Business Blog: Hoover’s Business Insight Zone

The Red Sox: smarter and richer.

Throughout the 1980s, the permanent financial advantages of the New York Yankees couldn’t buy the team out of the holes that team owner George Steinbrenner kept digging for them. By the mid-1990s, Steinbrenner stopped relying on his own counsel for the club’s baseball decisions, turning instead to a bevy of smart baseball lifers who knew how to build a team. The Yankees assembled a club that combined outstanding home-grown talent like Bernie Williams and Derek Jeter with outstanding free agents like David Cone — hired guns, but worth the price. The result was a dynasty that won World Series in 1996, 1998, 1999, and 2000 and contended for years beyond that.

For all of that time — and decades before — the Boston Red Sox toiled under the not-very-enlightened ownership of the Yawkey family and then the Yawkey Trust. The Sox always had a famously devoted fan base, but they had an even more famous problem winning championships; anyone even slightly acquainted with baseball knows about the 86-year drought between their 1918 championship (when Babe Ruth was still a pitcher for them) and their storied 2004 title (which included the most epic playoff comeback in baseball history — against the Yankees, no less). It’s not an accident that the 2004 title, along with their new championship secured last night against the Colorado Rockies, came under the ownership of John Henry, a billionaire investment manager with a math professor’s head for numbers and a hearty appetite for winning.

Considered as businesses rather than sports franchises, the Yankees of the late 1990s and the Red Sox of today share key traits with other market-dominating firms like Goldman Sachs and Wal-Mart: when you’re trying to compete with these giants, you quickly figure out that they can both out-spend you and out-think you.

ESPN uber-columnist — and lifelong Sox fan — Bill Simmons offered this perceptive comment in his column today:

Not only are the people running professional sports teams getting smarter and smarter, but some franchises with deep pockets have figured out it’s better to funnel that money into development and scouting instead of just overpaying veterans for splashy, “quick-fix” signings. . . . it’s one thing to have a significant financial advantage; it’s another thing to know what you’re doing with that significant financial advantage.

Emphasis his. That last bit could just as easily describe Toyota or Cisco Systems as the Red Sox or the other superior franchises in professional sports. These outfits aren’t content to have lots of money and coast — they use that money to win.

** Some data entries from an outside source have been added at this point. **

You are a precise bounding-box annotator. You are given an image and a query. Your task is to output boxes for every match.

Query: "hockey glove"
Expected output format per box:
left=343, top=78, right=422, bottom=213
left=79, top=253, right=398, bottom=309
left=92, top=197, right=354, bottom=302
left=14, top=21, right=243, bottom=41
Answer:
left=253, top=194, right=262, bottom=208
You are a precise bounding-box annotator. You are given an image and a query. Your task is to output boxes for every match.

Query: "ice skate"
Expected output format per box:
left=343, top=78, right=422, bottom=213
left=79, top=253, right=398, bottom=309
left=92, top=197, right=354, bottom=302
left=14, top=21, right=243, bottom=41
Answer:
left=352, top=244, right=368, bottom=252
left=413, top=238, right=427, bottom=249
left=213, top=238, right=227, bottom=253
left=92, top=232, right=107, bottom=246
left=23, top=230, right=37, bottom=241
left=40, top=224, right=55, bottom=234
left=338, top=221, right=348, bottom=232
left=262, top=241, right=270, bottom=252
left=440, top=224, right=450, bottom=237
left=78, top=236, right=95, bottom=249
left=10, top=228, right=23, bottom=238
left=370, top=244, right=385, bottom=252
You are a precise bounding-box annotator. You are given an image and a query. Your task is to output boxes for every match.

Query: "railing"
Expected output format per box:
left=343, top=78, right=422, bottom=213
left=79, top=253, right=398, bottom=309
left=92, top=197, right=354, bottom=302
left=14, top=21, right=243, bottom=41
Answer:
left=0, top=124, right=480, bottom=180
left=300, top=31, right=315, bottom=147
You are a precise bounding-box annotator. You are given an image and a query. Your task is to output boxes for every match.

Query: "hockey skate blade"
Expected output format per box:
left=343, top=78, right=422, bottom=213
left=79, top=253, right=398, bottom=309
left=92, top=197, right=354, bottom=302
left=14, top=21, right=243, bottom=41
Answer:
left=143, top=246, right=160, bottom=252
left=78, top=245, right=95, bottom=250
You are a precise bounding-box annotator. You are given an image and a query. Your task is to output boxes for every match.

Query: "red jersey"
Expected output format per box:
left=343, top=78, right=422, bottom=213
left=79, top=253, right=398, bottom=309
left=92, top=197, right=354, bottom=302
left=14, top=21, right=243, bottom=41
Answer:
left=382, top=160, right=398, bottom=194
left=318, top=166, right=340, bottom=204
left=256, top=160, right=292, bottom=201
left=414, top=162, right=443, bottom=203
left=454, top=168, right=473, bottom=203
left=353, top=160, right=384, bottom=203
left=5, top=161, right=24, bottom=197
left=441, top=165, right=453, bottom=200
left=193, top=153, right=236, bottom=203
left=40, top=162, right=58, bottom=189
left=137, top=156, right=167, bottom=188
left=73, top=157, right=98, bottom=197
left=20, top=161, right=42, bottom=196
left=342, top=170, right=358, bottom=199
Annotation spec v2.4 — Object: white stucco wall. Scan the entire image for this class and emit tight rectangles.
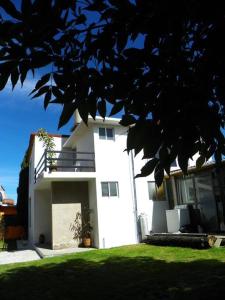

The sad thing is that so many sports fans, along with shareholders of companies in the non-sports world, have to put up with so much mediocrity: the also-ran franchises who either have money and waste it, or who lack money and don’t get smarter to help compensate. Outside of sports, there are always market laggards who never take the step up to excellence. It’s much easier to respect the Cleveland Indians, who pushed the Red Sox to the brink of elimination on half the payroll, or Target, which has taken on the much larger Wal-Mart and held its own.

We can’t all be rich, and that goes for companies as much as for individuals.  But anybody — anybody — can get tired of losing and let that drive them to do their business smarter.  When a rich business gets tired of losing, picks itself up off the mat, and starts to get smart — watch out.  Just ask all the teams that have been losing to the Red Sox.

Category: Management, The business of sports

2 Comments so far

Jeff Dorsch November 1st, 2007 6:11 am

Whenever I see John Henry on TV, I wonder what kind of a boss he is. He looks like he’s The Nicest Guy in the World or The Biggest Bastard in the World. Definitely either/or. Whichever it is, he does seem to do a very good job at running the Crimson Hose.

Tim Walker November 1st, 2007 6:53 am

It’s interesting, Jeff, because like most team owners Henry doesn’t get anywhere near the publicity of a Steinbrenner or a Cuban. Many owners are ciphers from the public perspective, but not many are as successful as Henry has already been. The same is true for his fellow Boston franchise owner, Robert Kraft. Both of these guys bought in, changed things pretty drastically *right away*, and have reaped huge success. It’s a model for what new ownership can do when it has its head on straight.